PACKER ON BLOGS, PART 2….Mother Jones has gotten the message: George Packer’s ruminations about blogs in the May/June issue is now online in its entirety. It includes this paragraph:
This is potentially the most radical innovation of the form: It opens up political journalism to a vast marketplace of competitors, reminiscent of earlier ages of pamphleteering. It also restores unvarnished opinion, for better and worse, to a central place in political writing. Insult and invective were the stock-in-trade of the English political essayists of the 18th century, and of their American counterparts during the early years of the republic (when bimbo eruptions made their first appearance in press coverage of presidential campaigns). The explosion of blogs has blown a needed hole in the sealed rooms of the major editorial pages and the Sunday talk shows.
Now see? That’s not so bad, is it?
On the other hand, there’s also this odd pronouncement about the limitations of blogs:
Above all, they didn’t grasp the intensity of feeling among Democratic primary voters ? the resentments still glowing hot from Florida 2000, the overwhelming interest in economic and domestic issues, the personal antipathy toward Bush, the resurgence of activism, the longing for a win.
This is truly peculiar. If there was any medium anywhere that did capture the “personal antipathy” toward Bush and the “longing for a win,” it was blogs. This really seems to pop out of nowhere.

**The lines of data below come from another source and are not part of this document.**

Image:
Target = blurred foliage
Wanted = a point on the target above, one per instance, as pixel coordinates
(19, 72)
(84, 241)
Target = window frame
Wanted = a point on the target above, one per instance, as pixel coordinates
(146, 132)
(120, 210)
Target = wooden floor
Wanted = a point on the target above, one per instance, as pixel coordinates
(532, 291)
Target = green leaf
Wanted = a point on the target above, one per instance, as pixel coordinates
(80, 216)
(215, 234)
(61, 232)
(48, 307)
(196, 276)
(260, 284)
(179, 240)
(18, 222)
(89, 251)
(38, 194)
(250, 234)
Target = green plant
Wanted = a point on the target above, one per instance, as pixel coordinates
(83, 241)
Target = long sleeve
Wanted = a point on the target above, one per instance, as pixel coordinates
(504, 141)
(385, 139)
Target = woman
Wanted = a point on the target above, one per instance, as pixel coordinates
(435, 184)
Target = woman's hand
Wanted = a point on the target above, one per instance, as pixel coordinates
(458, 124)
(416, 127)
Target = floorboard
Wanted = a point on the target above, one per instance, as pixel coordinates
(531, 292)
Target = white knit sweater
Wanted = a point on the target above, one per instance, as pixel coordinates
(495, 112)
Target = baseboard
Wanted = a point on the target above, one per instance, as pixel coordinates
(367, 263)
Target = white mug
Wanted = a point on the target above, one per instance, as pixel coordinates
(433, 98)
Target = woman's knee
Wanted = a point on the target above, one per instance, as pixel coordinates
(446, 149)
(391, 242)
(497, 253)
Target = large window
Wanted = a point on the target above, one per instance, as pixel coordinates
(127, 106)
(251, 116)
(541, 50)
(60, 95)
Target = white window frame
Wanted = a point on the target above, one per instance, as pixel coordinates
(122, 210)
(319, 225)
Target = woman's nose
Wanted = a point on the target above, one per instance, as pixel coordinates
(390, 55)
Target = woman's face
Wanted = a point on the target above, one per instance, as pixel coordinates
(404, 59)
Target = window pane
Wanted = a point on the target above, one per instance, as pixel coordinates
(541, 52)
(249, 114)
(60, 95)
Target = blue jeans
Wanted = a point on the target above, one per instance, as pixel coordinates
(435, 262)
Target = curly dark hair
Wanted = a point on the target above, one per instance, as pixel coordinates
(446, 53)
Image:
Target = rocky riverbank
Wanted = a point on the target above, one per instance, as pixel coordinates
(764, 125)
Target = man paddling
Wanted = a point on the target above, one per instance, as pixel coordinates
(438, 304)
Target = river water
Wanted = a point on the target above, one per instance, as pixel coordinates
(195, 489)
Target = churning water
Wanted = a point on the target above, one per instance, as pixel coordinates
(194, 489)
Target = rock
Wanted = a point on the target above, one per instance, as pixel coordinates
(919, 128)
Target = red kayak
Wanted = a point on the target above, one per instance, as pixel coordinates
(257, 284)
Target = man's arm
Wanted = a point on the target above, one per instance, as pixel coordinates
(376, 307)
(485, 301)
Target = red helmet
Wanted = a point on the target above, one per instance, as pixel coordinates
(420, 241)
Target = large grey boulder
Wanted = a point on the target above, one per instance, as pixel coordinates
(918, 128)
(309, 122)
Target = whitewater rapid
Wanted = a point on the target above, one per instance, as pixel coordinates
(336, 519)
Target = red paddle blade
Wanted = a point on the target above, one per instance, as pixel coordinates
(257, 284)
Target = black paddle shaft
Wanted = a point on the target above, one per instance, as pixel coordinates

Overall, though, I liked the piece for pointing out both the good and the bad about blogs. In fact, Packer comes close to making a point that I’ve been planning to write about for a while: the question isn’t whether blogs are good or bad, it’s what they’re good at and what they’re not:
Blogs, by contrast, are atomized, fragmentary, and of the instant. They lack the continuity, reach, and depth to turn an election into a story. When one of the best of the bloggers, Joshua Micah Marshall of talkingpointsmemo.com, brought his laptop to New Hampshire and tried to cover the race in the more traditional manner, the results were less than satisfying….But the failure wasn’t personal; this particular branch of the Fourth Estate just doesn’t lend itself to sustained narrative and analysis.
I think that’s exactly right. In the same way that TV is good at images and magazines are good at in-depth analysis, blogs are very good at some things and ill-suited to others. It’s all about strengths and weaknesses, not good and bad. More on that later.
POSTSCRIPT: By the way, did you know that among English words of more than a few letters, “strengths” has the highest percentage of consonants? Just thought I’d mention that.